Baryatinsky ve Evdokimov’un planları

Daha önce de belirtildiği gibi, Doğu Kafkasya’nın fethinden sonra Prens Baryatinsky, Batı Kafkasya’nın fethi için bir plan oluşturmak üzere 1860 yılında Vladikavkaz’da bir toplantı düzenledi. Toplantıda iki plan önerildi.

Prens Baryatinski

General Philipson, Çerkeslere Rus gücünü askeri yöntemlerle gösterdikten sonra insani önlemlerle kalplerini Rusya’ya çekeceklerine, onları kültürel olarak kazanabileceğimize olan güvenini ifade ediyor ve buna inanıyordu. Bu, elbette, tamamen bir fanteziydi. Çerkesler, Rusya’nın egemenliği altında kendi başlarına elde ettikleri refah derecesini koruyamazlardı. Öte yandan, komşu halklara karşı yağmacılık alışkanlıklarını yok etmek için hiçbir şey yapamazdık. Üçüncüsü, Batı Çerkesleri (Adigeler), Rusya’nın varlığından çok daha önce uzun yüzyıllar boyunca bağımsız bir hayat yaşamışlardı. Antik Yunanlar bile “Kerkezler”i, yani Adigeleri bilirler.
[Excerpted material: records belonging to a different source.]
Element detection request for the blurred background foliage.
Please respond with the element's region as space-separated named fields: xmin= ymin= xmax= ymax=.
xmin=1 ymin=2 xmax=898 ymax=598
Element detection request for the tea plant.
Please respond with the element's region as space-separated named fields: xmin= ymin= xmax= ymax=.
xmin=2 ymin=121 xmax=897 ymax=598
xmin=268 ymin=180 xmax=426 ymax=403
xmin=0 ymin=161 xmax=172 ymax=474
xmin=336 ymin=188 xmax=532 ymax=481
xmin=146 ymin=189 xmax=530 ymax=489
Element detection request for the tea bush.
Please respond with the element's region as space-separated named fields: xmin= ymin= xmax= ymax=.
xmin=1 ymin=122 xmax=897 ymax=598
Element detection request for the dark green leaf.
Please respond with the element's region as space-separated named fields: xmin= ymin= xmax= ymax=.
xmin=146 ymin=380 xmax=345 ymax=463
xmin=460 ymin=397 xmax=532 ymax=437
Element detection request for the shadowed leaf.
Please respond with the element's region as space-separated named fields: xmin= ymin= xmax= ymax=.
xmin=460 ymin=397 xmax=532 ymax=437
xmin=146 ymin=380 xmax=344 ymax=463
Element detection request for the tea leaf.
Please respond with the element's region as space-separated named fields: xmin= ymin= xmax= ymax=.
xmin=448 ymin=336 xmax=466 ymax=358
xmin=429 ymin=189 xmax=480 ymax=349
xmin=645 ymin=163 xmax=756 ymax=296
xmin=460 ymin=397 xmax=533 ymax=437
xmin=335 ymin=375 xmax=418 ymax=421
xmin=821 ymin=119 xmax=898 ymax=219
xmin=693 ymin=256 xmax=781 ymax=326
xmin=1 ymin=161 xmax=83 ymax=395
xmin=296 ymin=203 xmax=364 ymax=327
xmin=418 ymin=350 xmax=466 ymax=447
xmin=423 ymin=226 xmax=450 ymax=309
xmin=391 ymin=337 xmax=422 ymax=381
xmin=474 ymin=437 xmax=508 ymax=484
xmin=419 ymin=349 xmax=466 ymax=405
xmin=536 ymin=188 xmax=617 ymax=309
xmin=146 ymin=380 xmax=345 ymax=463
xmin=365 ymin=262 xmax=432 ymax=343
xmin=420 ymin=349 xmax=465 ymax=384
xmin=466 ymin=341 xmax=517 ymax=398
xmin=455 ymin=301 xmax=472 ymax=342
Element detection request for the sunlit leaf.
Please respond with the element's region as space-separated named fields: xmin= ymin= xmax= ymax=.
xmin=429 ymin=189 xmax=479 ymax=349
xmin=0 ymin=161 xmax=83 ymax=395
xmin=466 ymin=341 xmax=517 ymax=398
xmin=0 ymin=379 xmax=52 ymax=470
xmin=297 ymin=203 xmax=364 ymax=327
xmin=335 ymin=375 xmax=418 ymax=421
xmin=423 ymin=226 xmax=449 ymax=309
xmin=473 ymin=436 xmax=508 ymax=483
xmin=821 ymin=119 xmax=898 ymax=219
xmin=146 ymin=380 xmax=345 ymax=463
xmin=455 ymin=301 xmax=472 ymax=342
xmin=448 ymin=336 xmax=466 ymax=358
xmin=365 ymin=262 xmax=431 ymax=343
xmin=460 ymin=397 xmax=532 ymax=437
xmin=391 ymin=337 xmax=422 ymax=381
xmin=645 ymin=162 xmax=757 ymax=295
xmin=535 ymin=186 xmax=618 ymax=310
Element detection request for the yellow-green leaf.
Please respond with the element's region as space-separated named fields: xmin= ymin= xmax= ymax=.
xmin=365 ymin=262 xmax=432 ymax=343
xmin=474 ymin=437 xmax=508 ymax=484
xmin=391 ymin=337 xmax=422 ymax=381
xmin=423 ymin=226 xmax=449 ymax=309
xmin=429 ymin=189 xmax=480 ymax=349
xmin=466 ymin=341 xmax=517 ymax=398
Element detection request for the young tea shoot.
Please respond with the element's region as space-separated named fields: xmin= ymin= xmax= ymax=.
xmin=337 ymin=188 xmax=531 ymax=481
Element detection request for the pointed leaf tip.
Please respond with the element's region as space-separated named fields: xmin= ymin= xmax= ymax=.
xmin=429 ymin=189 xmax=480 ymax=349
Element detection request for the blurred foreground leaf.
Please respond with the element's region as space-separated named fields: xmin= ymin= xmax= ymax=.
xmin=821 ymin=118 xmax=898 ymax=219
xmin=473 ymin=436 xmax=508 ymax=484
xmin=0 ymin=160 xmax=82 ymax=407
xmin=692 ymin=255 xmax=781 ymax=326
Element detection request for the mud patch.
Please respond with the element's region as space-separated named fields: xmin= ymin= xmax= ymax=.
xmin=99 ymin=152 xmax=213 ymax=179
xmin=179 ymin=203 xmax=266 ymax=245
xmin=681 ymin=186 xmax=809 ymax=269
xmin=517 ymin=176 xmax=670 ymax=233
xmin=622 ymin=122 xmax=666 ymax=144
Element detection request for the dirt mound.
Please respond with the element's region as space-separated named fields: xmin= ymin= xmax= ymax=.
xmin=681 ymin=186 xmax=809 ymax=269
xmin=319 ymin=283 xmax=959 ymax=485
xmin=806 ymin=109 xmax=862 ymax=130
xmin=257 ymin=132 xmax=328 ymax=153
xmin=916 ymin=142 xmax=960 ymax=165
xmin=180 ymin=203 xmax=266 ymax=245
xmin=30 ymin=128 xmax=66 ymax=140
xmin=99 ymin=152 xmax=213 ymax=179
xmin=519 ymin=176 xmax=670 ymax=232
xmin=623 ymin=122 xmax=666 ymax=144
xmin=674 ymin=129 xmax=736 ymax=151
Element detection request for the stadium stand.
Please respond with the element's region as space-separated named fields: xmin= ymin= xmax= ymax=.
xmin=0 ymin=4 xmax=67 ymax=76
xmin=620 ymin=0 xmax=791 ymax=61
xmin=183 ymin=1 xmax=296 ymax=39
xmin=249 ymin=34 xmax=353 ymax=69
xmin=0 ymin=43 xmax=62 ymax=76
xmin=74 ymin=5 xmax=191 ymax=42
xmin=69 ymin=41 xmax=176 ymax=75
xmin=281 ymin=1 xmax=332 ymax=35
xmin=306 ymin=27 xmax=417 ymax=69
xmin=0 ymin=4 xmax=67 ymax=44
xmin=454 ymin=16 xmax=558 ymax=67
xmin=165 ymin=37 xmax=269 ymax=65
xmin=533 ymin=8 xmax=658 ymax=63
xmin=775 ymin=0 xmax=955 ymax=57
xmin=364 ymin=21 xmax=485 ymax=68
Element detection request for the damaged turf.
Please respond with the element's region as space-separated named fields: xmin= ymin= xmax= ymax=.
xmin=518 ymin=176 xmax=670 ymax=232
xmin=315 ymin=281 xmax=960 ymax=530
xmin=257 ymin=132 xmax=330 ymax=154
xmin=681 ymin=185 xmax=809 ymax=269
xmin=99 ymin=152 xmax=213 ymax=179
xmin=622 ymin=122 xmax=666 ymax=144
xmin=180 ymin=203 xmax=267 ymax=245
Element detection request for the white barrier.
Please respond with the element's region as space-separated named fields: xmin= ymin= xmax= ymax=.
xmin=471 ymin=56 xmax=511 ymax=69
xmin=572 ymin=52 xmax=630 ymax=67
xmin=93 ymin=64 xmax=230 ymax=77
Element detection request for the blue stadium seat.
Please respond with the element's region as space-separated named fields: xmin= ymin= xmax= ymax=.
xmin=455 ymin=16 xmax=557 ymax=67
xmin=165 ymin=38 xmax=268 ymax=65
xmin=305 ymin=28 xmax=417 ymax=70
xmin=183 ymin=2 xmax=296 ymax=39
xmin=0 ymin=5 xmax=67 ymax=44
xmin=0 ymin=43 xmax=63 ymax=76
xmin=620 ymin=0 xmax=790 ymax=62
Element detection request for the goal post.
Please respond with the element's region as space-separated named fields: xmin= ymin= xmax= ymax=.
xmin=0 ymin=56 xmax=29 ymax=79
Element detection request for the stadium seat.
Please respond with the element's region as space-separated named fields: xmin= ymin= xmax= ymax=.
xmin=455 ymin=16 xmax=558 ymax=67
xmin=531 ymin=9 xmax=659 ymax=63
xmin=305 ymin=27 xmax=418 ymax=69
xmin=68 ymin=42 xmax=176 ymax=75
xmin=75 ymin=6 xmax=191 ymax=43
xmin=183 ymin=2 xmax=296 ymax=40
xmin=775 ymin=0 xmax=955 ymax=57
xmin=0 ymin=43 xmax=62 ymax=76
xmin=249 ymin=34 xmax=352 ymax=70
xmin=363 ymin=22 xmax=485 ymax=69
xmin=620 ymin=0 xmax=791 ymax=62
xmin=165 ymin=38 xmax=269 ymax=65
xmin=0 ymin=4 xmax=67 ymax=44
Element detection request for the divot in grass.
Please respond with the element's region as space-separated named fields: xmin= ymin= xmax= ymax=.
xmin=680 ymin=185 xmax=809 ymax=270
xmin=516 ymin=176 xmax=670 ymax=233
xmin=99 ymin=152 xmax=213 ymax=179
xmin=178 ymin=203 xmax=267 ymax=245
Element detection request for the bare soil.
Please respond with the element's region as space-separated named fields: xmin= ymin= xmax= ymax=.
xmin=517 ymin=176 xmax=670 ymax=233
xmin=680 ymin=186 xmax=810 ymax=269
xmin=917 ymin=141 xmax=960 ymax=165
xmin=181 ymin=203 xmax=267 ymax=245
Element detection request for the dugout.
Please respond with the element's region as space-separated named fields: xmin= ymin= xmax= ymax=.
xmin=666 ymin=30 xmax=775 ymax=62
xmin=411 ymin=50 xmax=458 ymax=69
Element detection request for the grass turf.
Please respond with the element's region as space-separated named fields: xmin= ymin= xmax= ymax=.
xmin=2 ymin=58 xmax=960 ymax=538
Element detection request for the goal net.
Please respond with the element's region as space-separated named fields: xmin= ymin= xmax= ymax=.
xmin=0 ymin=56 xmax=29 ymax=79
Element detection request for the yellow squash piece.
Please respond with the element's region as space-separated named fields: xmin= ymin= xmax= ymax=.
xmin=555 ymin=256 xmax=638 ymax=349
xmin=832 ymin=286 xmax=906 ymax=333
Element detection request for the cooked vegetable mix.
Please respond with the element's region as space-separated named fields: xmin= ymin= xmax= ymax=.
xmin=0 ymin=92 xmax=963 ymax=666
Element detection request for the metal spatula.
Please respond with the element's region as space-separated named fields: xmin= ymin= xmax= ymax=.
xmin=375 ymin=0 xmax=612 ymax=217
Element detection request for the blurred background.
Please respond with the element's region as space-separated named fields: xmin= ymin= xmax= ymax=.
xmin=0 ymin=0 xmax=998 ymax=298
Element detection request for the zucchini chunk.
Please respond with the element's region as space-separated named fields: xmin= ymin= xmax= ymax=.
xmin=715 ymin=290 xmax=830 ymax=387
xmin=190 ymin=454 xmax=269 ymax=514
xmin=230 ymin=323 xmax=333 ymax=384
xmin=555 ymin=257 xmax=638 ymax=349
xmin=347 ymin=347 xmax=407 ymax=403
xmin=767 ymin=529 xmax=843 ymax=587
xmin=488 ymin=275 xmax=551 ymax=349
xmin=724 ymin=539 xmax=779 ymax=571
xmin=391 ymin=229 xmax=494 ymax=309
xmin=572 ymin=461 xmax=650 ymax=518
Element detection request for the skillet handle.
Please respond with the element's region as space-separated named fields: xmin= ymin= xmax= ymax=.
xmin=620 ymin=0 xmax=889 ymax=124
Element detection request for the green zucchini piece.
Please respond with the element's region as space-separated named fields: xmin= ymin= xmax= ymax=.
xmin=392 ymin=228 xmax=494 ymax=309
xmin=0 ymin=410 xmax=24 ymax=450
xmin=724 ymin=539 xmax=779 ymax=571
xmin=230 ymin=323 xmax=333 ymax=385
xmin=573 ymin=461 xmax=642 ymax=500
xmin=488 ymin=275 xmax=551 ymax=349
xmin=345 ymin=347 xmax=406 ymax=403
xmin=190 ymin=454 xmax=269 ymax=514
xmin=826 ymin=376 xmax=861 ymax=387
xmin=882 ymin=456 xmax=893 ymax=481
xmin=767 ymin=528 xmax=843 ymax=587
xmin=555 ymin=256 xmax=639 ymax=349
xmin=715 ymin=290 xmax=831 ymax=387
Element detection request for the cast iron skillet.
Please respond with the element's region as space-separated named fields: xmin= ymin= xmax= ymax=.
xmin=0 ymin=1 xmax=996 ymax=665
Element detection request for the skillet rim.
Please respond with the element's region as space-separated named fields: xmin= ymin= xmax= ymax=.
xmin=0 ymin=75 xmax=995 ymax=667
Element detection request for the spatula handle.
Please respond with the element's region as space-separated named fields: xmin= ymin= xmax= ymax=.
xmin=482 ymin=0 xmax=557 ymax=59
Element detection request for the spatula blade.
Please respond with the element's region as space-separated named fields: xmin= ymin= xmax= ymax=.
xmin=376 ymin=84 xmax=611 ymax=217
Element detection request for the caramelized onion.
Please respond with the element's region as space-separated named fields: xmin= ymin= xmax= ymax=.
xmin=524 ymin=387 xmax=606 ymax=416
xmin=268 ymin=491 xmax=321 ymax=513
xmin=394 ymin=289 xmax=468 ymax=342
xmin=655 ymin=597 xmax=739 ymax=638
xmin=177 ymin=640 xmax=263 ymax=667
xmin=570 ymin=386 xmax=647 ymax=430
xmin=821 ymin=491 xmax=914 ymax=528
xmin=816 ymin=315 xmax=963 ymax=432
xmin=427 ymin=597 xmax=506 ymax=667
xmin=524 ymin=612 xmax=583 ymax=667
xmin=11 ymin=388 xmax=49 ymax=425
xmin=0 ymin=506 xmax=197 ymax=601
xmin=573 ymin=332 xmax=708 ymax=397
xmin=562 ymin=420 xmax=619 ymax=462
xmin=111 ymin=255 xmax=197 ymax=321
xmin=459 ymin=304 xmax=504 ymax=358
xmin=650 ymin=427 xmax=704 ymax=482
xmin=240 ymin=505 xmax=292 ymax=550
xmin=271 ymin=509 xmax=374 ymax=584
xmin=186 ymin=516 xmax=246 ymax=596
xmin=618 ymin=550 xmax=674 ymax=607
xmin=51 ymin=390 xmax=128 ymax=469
O zamandan beri geçen bin yıldan fazla bir sürede Çerkesler birkaç fetih yaşadıysa da tamamen yüzeyseldi, bağımsızlıkları yok olmadı ve dahası, fatihlerinin kısa sürede ortadan kaybolduğunu görmeye alışkınlardı. Çerkeslerin anavatanları hükümdarlarından önceki şartlarda kalmaya devam ediyor, istedikleri gibi yaşıyorlar ve istedikleri gibi düzen kuruyorlar. Prenslerini deviren ve demokratik sistemi sonuna kadar geliştiren Şapsığlar arasında da derin ayaklanmalar yaşandı ama hallettiler. Çerkesler, kendileri için dini bir hükümdarın kutsal önemine sahip olmasına rağmen, padişah da olsa Türklerin bile kendi üzerlerindeki egemenliğini tanımak istemezler. Rusya’ya gelince, onları ancak askeri gücün korkunç baskısıyla kendi yönetimi altında tutabilirdi.

General Evdokimov

Evdokimov’un planı ise tamamen farklıydı: “Çerkeslerle anlaşamazsınız, onları kendinize bağlayamazsınız, onları yalnız da bırakamazsınız çünkü bu, Rusya’nın güvenliğini tehdit ediyor elbette ama yağmacı abrekler yüzünden değil. Batılı güçler ve Türkiye, bir savaş durumunda dağlı nüfustan güçlü bir destek bulabilir. Bu, Rusya’nın iyiliği için Çerkeslerin tamamen yok edilmesi gerektiği sonucunu getiriyor. Bu yıkım nasıl sağlanır? En pratik olanı, onları Osmanlı’ya (Türkiye) sürmek ve Rus nüfusuyla birlikte topraklarını işgal etmektir.”

Bir insanın diğerini katletmesine benzeyen bu plan, gaddarlığı ve insan haklarına saygısızlığı bağlamında dehşetli bir şeydi. Sadece Evdokimov gibi bir insanın ruhundan ortaya çıkabilirdi. Askere alınan ve ancak düşük bir subay rütbesine kadar yükselebilmiş bir köylünün oğluydu. Nikolay İvanoviç Evdokimov’un damarlarında bir mujik kanı vardı, enerjikti ve çıkarları söz konusu olduğunda, merhamet denen duyguya çok yabancılaşıyordu. Muazzam bir pratik zekâya, yenilmez bir enerjiye sahipti ama tüm hassasiyetlerden arınmış, tamamen eğitimsiz, sadece okuma yazma bilen biriydi.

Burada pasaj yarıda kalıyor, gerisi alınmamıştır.